29º Domingo do tempo comum (ano B)
1ª
leitura: Livro do profeta Isaias, 53, 10-11
2ªleitura: Carta aos Hebreus, 4, 14-16
Evangelho: São Marcos, 10, 35-45
«Sete cães a um osso» – bem se podia aplicar à 1ª parte da leitura
do evangelho. É o osso do poder (económico, político, religioso…)
que atrai naturalmente o ser humano, e que não seria mal nenhum se
as pessoas não agissem como cães raivosos, que se atacam uns aos
outros para ver quem rouba o poder, ou que se juntam para devorar
«irmãmente» quem lhes não pode fugir das garras. Tiago e João apenas
quereriam meter uma cunha a Jesus, para que tivessem os lugares
principais quando Jesus alcançasse todo o «poder messiânico». Mas
Jesus tinha outro conceito de «poder», não se prestava a manobras e
deixou bem claro que só fica a seu lado quem tem coragem para
enfrentar momentos difíceis. Enfim, podia ter dito que se tratava de
«um osso duro de roer».
A 1ª leitura deste Domingo refere-se de novo ao «servo de Javé» –
figura misteriosa que os próprios exegetas não conseguem
identificar: símbolo do «Povo escolhido», no seu conjunto? Símbolo
de todos aqueles que trabalham com Deus? Ou será a representação de
algum profeta, rei ou qualquer outra personalidade, cuja acção é da
maior importância para o projecto da salvação da Humanidade? É
provável esta última hipótese – sem se aplicar necessariamente ao
Messias. Como quer que seja, a missão do «servo» é proclamar o
direito e a justiça em toda a terra, mesmo que tenha que enfrentar
perseguições, torturas e a morte. Proclama a certeza do sucesso
final e que ficará para sempre «junto» do Deus vivo.

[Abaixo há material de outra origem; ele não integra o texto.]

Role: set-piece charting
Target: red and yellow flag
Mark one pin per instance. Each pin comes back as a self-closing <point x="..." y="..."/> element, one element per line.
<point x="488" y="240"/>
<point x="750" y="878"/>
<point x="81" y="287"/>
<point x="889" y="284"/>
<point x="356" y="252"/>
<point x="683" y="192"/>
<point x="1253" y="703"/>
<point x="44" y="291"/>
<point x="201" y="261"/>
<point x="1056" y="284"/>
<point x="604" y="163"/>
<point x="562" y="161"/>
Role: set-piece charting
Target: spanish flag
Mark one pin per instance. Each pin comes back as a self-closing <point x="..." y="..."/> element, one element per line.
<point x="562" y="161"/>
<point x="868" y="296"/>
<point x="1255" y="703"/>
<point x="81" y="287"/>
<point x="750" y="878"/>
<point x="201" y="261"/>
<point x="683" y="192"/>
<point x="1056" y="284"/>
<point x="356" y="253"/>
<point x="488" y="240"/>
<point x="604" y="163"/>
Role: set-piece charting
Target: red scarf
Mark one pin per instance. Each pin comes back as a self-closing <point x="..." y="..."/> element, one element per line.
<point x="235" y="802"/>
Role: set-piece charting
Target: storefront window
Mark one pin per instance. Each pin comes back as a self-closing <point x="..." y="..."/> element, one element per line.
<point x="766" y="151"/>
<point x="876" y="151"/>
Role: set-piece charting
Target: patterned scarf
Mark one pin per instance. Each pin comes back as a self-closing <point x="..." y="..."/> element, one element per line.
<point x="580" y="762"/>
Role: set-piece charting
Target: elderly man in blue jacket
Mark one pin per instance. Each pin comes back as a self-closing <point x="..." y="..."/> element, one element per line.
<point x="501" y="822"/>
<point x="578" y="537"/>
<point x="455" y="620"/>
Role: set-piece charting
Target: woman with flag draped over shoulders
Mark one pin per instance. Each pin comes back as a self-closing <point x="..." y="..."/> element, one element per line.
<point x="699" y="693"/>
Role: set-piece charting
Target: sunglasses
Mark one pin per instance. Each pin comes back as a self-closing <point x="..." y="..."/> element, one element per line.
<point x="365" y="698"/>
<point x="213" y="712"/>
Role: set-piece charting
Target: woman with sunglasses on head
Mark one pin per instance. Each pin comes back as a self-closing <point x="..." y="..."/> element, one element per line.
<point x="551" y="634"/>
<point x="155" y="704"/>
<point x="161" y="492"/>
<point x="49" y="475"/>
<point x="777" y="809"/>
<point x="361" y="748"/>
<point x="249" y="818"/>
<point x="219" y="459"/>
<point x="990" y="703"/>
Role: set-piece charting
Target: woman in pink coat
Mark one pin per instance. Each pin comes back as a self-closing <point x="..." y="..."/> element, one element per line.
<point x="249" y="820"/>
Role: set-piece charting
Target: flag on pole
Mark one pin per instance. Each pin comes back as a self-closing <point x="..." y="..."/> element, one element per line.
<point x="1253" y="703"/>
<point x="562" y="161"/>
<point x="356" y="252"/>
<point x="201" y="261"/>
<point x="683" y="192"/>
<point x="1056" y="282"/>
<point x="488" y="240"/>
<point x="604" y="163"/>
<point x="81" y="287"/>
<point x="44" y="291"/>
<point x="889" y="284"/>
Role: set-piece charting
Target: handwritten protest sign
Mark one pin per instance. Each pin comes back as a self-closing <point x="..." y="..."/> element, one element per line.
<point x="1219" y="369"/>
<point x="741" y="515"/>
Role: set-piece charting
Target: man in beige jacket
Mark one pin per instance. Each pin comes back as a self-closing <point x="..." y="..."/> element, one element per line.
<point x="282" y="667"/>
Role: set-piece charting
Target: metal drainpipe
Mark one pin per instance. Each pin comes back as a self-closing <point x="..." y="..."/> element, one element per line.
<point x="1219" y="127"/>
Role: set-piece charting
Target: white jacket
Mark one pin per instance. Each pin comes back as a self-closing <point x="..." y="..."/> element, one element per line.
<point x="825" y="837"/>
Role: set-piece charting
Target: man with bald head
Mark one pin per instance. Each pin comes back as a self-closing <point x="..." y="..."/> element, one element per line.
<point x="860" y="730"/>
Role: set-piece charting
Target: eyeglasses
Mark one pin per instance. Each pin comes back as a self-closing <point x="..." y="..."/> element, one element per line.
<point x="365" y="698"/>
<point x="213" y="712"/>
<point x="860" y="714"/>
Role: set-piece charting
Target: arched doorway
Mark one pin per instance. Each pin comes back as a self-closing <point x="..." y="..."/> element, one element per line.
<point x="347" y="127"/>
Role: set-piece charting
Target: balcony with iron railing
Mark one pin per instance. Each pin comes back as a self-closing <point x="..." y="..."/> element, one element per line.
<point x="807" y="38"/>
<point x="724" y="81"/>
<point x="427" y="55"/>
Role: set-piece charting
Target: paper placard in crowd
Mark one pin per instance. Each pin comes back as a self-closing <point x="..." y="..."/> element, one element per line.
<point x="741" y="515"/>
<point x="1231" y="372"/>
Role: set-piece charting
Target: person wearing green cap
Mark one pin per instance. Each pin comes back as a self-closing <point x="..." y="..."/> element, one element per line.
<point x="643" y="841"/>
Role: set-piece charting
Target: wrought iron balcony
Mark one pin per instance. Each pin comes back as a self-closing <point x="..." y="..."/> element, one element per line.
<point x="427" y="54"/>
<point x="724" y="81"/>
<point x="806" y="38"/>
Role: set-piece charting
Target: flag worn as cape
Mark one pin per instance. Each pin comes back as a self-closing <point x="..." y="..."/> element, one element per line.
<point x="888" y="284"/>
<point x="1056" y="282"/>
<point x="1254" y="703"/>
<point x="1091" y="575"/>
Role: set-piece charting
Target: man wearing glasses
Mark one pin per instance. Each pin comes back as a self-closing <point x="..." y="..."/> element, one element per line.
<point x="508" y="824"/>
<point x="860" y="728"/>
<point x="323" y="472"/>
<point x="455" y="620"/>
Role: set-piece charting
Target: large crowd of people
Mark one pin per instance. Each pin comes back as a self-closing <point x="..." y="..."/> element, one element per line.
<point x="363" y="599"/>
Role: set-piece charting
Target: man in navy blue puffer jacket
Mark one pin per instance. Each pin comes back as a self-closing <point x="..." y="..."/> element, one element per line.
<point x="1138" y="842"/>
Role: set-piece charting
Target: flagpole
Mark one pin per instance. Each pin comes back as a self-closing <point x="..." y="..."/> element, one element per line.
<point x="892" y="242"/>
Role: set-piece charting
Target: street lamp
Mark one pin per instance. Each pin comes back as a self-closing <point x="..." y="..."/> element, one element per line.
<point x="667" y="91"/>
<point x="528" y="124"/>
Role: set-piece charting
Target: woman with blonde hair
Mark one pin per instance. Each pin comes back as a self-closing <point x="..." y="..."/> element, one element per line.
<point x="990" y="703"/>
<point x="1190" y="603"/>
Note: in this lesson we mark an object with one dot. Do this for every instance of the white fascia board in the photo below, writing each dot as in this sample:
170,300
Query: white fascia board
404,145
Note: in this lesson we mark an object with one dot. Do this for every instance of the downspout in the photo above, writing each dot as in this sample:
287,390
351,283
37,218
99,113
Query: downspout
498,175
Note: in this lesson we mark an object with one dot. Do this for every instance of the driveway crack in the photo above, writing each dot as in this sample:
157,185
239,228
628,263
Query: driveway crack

Marcado pelo sofrimento e pelo aparente abandono de Deus, o «servo»
lembra um pouco o sofrimento de Job – que não compreende a razão do
seu sofrimento. Deus apenas lhe faz sentir que «os caminhos de Deus
não são os nossos caminhos» (Isaías,55,8) e que a nossa razão não
penetra o que é Deus (Job,42,3).
Os quatro «cânticos do servo», dispersos nas crónicas do profeta
Isaías, apresentam-no uma pessoa silenciosa, símbolo da tremenda
inquietação sobre o sentido de toda a vida humana. Como unir Deus e
Humanidade? Que realidades são estas? Para a linguagem humana,
poderiam ser os expoentes, de um lado, da pura vida sem sofrimento,
sem morte, sem limitação alguma; do outro, o da consciência da
desproporção entre essa vida perfeita e a dos seres que se
transformam continuamente, de morte em morte, de dor em dor, mas
também de alegria em alegria, de amor em amor, de vida em vida.
O «homem das dores» da 1ª leitura é o mesmo sobre quem Deus «fez
repousar o seu espírito para que leve às nações a verdadeira
justiça» (Isaías, 42, 1). Será preciso tanto sofrimento para que a
justiça se realize? As leituras dos últimos domingos juntam justiça
a martírio: martírio significa «testemunho voluntário».
Jesus Cristo, que a tradição cristã identificou ao «servo de Javé»,
mostrou que o sacrifício autêntico é darmos a vida (o trabalho de
todos os dias!) pela construção de um mundo de justiça.
Jesus Cristo nunca se apresentou como sacerdote (e muito menos como
«sumo sacerdote»), nunca exerceu essas funções nem as propôs aos
seus seguidores. E critica a organização do sacerdócio demasiado
semelhante à dos correntes poderes políticos e económicos.
Instituiu, isso sim, e com todo o vigor, um pequeno grupo propagador
de Vida e Justiça.
Demarca-se da solenidade e importância terrena. Fala com todos e
aproveita as vistas curtas dos próprios apóstolos para dar lições
profundas aplicáveis (por vezes, de que maneira!) a todos os
«sucessores dos apóstolos»: «Sabeis que os que são considerados como
chefes das nações exercem domínio sobre elas, e os grandes fazem
sentir sobre elas o seu poder. Não deve ser assim entre vós. Quem de
vós quiser tornar-se grande, tem de mostrar que está mesmo ao
serviço dos outros».
E
não abdicou de se refugiar no carinho de gente amiga. Precisamos de
treinar aquelas manifestações de apreço, aquela companhia amiga,
aqueles diálogos onde há críticas e sugestões… que favorecem a
formação de pessoas suficientemente corajosas para proclamar e
construir um mundo novo. Teimosos perante o osso mais duro de roer.